雪国の春
昔の、雪は
「おはよ!」
「…」
「おーはーよ!」
「…」
「ちょっと沙雪?」
「ん?あ、あっちゃん」
教室でぼーっとしていたらしい私は、あっちゃんの声で我に返った。
「も~また木村先輩のことでも考えてたんでしょ」
「うぅ、痛いところを」
「まぁ、1年が3年を好きになるってのは大変よね」
「でしょ?もう、卒業しちゃうもん…雪、解けなきゃいいのに」
「え~、雪、解けてくんなきゃ困るよー。だいたい卒業式の頃だってまだ雪いっぱいじゃん」
「もぉ!あっちゃんはオトメゴコロがわかってない!」
「だってあんた、小さい頃はよかったわよ?雪合戦し放題、かまくらとか雪だるま作ったりさぁ。雪も遊び道具だったけど…今じゃただの歩き難くさせる物体だもんね。北海道みたいに粉雪だったらいいのに」
「ま、そうだけどさ。あたしだって雪がほとんどない都会がうらやましいけどさ。
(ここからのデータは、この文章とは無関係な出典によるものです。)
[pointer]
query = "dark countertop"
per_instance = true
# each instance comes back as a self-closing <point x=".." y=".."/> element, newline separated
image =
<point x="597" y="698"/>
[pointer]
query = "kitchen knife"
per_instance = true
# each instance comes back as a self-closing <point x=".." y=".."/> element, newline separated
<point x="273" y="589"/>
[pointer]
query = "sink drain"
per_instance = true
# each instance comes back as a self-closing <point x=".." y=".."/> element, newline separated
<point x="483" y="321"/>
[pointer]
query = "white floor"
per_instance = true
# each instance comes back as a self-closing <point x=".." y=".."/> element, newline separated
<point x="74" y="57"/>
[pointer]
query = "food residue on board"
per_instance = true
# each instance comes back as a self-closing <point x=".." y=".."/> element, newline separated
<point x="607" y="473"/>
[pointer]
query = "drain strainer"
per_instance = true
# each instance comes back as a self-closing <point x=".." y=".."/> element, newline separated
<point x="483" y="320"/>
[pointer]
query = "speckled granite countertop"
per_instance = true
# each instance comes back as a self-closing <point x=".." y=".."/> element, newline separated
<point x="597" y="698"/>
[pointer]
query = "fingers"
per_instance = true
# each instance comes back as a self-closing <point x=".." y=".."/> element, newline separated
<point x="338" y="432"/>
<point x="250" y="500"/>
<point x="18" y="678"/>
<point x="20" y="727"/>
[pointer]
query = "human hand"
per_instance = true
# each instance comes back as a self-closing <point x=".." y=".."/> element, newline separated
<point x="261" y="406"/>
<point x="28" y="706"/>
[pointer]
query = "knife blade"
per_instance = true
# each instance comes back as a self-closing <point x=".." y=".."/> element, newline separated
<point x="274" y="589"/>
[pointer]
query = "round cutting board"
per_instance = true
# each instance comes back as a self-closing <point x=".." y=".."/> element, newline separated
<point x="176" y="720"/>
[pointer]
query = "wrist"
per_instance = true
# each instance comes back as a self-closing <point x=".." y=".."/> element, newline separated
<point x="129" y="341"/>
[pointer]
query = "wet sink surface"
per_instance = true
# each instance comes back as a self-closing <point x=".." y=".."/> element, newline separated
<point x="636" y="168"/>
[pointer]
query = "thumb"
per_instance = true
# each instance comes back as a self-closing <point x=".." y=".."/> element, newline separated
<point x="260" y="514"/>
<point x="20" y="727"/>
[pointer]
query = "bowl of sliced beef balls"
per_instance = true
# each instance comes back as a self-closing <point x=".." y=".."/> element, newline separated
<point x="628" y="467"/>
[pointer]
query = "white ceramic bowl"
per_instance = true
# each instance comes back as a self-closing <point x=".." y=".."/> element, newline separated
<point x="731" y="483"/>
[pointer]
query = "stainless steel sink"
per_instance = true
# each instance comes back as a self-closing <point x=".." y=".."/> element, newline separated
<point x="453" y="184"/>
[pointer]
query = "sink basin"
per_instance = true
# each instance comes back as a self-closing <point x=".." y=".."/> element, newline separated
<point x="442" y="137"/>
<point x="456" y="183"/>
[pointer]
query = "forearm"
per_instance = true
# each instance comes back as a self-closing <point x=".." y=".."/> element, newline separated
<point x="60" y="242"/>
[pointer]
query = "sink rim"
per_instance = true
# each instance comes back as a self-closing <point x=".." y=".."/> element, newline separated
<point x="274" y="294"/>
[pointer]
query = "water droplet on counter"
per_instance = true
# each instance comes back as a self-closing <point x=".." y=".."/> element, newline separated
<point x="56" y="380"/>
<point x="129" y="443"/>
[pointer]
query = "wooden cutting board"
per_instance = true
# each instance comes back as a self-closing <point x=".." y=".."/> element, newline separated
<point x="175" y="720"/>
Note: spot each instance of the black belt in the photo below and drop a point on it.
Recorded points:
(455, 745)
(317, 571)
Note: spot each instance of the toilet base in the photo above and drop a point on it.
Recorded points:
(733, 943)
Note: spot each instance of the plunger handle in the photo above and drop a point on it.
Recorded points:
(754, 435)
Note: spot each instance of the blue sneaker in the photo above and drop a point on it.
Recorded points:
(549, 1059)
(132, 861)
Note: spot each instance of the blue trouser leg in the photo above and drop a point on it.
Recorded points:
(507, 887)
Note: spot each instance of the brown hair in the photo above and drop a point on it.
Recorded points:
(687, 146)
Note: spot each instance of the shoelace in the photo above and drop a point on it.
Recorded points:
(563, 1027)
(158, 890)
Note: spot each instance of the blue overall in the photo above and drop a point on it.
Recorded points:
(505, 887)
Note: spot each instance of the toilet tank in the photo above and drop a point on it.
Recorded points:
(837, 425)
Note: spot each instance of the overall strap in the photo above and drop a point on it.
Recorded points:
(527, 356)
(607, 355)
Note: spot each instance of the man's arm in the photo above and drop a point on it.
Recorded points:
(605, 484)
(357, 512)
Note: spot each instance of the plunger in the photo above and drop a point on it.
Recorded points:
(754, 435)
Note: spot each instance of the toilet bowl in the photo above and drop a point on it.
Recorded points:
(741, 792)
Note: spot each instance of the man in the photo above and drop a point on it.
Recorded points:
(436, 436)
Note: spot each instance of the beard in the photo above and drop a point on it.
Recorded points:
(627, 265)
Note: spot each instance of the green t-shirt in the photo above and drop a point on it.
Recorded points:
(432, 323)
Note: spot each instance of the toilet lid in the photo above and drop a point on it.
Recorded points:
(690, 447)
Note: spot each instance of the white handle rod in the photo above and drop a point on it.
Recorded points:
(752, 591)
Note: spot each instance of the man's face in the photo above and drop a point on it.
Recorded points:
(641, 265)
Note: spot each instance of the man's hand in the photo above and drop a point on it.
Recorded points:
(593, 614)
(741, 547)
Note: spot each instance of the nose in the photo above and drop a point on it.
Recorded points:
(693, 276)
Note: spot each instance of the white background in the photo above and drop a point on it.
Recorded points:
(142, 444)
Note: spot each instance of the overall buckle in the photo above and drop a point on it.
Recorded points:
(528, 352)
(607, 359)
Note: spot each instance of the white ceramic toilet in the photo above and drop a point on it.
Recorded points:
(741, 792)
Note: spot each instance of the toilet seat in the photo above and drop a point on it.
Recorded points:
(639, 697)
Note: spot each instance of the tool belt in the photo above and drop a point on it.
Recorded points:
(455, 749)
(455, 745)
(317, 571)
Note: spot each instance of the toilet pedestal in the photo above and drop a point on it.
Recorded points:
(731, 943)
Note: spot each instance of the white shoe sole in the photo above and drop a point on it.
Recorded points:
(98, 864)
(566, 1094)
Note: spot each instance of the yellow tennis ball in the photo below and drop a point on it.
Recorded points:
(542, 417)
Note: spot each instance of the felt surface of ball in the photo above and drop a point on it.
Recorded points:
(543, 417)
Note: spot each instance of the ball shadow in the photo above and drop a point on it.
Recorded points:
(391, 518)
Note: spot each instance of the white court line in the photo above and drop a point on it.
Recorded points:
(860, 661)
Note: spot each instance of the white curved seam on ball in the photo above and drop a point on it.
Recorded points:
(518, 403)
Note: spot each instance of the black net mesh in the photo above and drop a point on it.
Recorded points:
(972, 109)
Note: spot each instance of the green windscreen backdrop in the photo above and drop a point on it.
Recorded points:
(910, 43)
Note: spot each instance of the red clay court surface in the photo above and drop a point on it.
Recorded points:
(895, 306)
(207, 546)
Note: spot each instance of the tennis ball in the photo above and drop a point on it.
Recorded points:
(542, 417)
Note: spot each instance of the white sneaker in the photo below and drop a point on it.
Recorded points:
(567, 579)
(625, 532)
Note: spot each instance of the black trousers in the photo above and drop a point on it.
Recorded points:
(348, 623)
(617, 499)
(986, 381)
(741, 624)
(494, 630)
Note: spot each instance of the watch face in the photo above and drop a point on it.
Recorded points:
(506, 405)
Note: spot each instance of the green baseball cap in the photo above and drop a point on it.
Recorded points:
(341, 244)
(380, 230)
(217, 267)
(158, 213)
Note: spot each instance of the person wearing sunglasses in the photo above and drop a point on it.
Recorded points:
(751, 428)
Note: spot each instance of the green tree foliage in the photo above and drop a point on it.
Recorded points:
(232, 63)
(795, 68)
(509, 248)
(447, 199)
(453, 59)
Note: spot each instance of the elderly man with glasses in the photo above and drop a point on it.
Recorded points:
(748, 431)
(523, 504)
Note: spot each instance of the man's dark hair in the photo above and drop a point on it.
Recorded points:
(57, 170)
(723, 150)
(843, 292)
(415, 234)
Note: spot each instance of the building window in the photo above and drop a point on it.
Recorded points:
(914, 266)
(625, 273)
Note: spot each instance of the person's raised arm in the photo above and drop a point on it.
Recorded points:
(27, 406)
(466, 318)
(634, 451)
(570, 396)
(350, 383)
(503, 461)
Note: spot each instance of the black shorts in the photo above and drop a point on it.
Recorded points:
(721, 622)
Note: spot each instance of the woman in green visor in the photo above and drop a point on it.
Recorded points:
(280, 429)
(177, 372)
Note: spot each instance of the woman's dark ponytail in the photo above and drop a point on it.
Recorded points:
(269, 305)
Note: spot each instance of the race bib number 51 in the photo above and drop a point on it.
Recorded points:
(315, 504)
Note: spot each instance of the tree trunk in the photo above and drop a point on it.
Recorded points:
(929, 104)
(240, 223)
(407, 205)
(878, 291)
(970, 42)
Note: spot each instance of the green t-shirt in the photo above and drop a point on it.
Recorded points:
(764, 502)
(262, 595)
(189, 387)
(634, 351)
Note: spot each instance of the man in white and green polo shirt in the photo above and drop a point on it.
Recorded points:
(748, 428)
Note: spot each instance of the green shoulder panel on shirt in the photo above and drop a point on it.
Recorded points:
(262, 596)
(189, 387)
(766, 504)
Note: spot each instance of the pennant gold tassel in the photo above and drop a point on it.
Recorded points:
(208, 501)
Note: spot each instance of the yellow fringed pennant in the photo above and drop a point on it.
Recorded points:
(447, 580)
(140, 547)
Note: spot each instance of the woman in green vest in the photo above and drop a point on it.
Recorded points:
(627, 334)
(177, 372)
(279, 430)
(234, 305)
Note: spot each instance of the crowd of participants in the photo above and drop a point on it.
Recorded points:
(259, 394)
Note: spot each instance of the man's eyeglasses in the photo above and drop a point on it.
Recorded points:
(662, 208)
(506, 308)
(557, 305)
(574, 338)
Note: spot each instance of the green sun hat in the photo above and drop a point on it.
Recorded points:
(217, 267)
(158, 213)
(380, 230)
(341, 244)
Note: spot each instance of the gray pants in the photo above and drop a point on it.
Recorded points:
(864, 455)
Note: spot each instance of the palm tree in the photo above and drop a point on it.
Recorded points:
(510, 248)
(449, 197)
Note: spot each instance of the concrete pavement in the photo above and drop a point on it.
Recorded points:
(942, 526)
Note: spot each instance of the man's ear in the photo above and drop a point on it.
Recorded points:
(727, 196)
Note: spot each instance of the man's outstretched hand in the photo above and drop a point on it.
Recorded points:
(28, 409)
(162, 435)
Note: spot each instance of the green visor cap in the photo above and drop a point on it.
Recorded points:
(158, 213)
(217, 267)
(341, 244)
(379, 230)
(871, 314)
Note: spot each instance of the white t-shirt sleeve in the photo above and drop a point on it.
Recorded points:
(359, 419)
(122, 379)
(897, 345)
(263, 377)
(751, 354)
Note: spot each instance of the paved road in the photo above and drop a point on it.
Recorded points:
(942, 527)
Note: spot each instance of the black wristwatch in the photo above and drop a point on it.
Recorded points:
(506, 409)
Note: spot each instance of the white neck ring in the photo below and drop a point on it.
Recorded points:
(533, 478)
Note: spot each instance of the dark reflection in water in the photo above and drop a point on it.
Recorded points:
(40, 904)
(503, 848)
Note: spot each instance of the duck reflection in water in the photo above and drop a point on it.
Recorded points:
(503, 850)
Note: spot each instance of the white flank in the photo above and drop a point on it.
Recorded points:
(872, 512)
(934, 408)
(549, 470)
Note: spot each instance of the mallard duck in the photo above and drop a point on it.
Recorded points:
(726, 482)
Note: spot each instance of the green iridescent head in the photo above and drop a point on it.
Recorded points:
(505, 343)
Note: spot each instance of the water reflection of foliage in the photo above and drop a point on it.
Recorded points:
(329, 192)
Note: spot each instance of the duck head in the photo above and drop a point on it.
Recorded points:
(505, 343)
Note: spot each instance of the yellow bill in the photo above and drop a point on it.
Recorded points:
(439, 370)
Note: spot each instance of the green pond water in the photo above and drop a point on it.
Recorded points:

けどさぁ…」
ガラガラ…
「授業始めるぞ~」
「あ、先生来ちゃった」
私の文句は先生の登場により中断させられ、あっちゃんはいそいそと自分の席へと戻っていった。
* * * * * *
「はぁ…あっちゃんはもう、素敵な彼がいるんだから余裕よね~」
独りっきりの帰り道。
あっちゃんは彼氏さんと楽しそうに帰って行っちゃった。
今日は部活もなくて先輩を見つけ出せなかった。
「告白、しようかなぁ」
独りでぼやきながら歩いていると、なんだか寂しくなってきた。